Compared to the DSi's 137 x 74.9 x 18.9 mm, the DSi XL measures in at 161 x 91.4 x 21.2 mm and, at 214g, weighs 100g more. All that extra chassis space is mainly dominated by the new screens; each measures 4.2-inches, with the lower panel being a touchscreen and the upper one a plain display. Sat side by side with the DSi the new handheld is perhaps a little brighter, but the main difference is that there's no squinting involved any more. The sort of older - perhaps glasses wearing - gamers that Nintendo are partially targeting the DSi XL at should find it far easier to read text and make out smaller icons.
In fact, the only downside to the new displays comes by virtue of Nintendo doing nothing to increase resolution. Just like the DSi before it, each DSi XL panel runs at 256 x 192, and while that might be sufficient for 3.25-inches, blown up to 4.2-inches and you start to notice blockiness. We're guessing this is to maintain compatibility, but we'd have loved to have seen higher resolution screens for DSi XL specific titles.
In comparison to the bigger chassis and the bigger displays, the DSi XL's controls are pretty much unchanged from the DSi. That includes the D-pad and buttons, together with the shoulder triggers, and even the slot-in stylus is the same as on the smaller handheld. As before, the controls are highly clicky, but we found that after some heavy duty play they started to loosen up a little. Nintendo also throw a second stylus into the box, this one looking more like a regular pen than the narrow stick that actually stows into the handheld. There's a lanyard loop at the end, but what looks like a pocket-clip is, bizarrely, simply a ridge of plastic.

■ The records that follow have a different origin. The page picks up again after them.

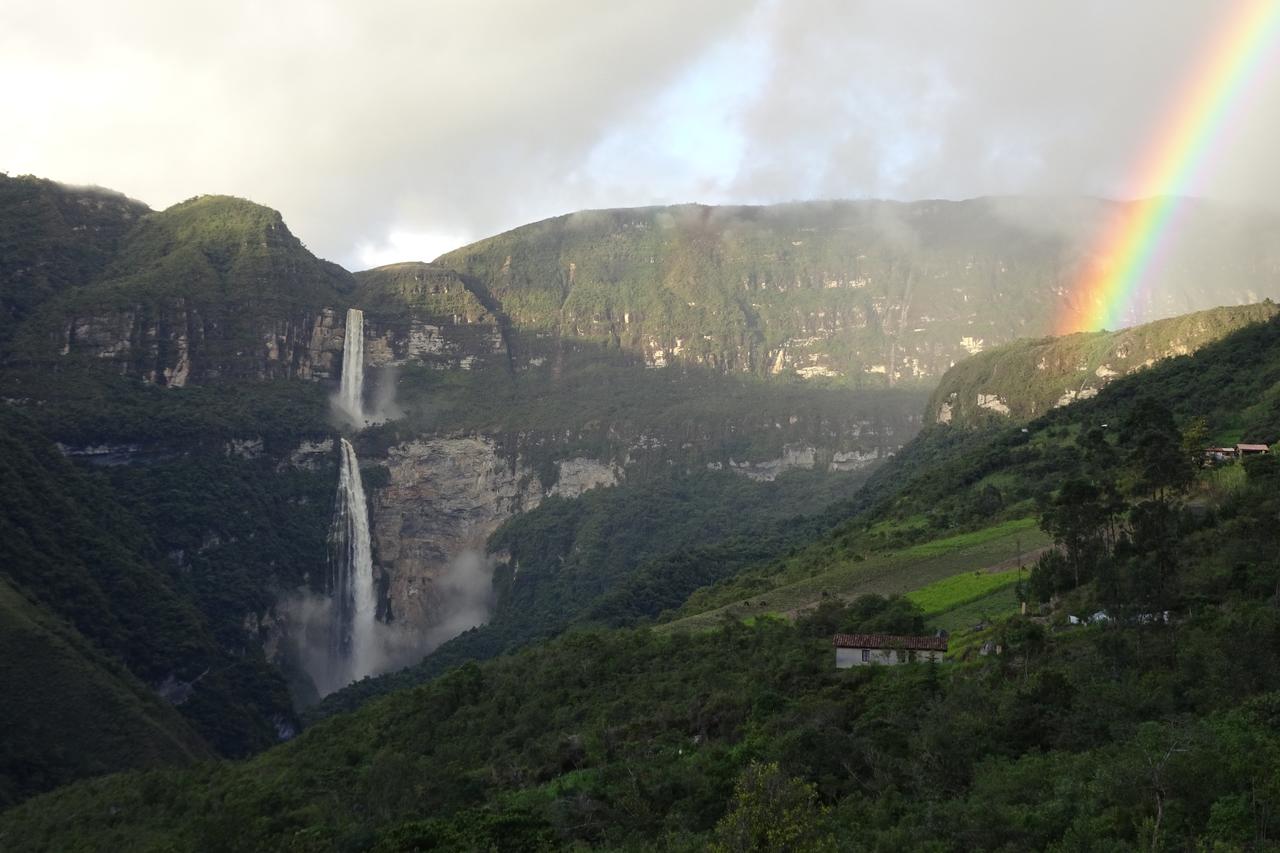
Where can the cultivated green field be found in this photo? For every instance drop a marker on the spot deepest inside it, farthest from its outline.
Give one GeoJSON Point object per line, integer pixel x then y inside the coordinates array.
{"type": "Point", "coordinates": [993, 548]}
{"type": "Point", "coordinates": [949, 593]}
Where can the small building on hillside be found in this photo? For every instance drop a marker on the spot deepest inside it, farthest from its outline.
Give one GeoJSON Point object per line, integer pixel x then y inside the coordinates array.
{"type": "Point", "coordinates": [864, 649]}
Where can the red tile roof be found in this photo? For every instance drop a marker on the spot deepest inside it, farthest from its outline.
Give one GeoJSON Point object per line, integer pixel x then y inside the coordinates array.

The final significant change is the DSi XL's speaker system. It's certainly louder than the DSi, and you can crank music up higher than before without introducing as much distortion. However the software responsible for media playback is just as frustrating as before, with the biggest annoyance being Nintendo's continued insistence that all music should be in AAC rather than MP3 format. Meanwhile it's still impossible to browse the internet over the DSi XL's WiFi connection while simultaneously listening to the media player.
The dual 0.3-megapixel cameras still take the basic photos that won't do anything to threaten your cellphone, never mind a dedicated point-and-shoot camera, and general speed is unchanged. In comparison to the DSi, the top half of the DSi XL is a glossy fingerprint magnet; happily Nintendo have prioritised functionality over style for the rest of the casing, using easily-held matte plastics. Build quality in general is high, and there's little flex or creak even after a few journeys dropped into a rucksack. Nintendo reckon you'll see 5 hours of runtime with the DSi XL brightness on high, and that's eminently achievable. Of course, you can prolong gaming by notching down the brightness.
Unless you're having significant issues seeing the displays on your DSi, or demand better audio quality, it's hard to suggest existing owners upgrade to the DSi XL. Of course, with Nintendo taking the lead in promoting casual or "educational" gaming to those outside of the typical demographic, there could actually be a reasonable portion of gamers struggling. Without higher resolution panels - or the glasses-free 3D technology tipped for the next generation - the DSi XL doesn't make a must-have case for itself. The fact that it goes on sale alongside, rather than replacing, the DSi is telling. This new model bridges the gap between now and the true next-gen Nintendo handheld, filling a niche certainly but leaving us still more excited about what's to come.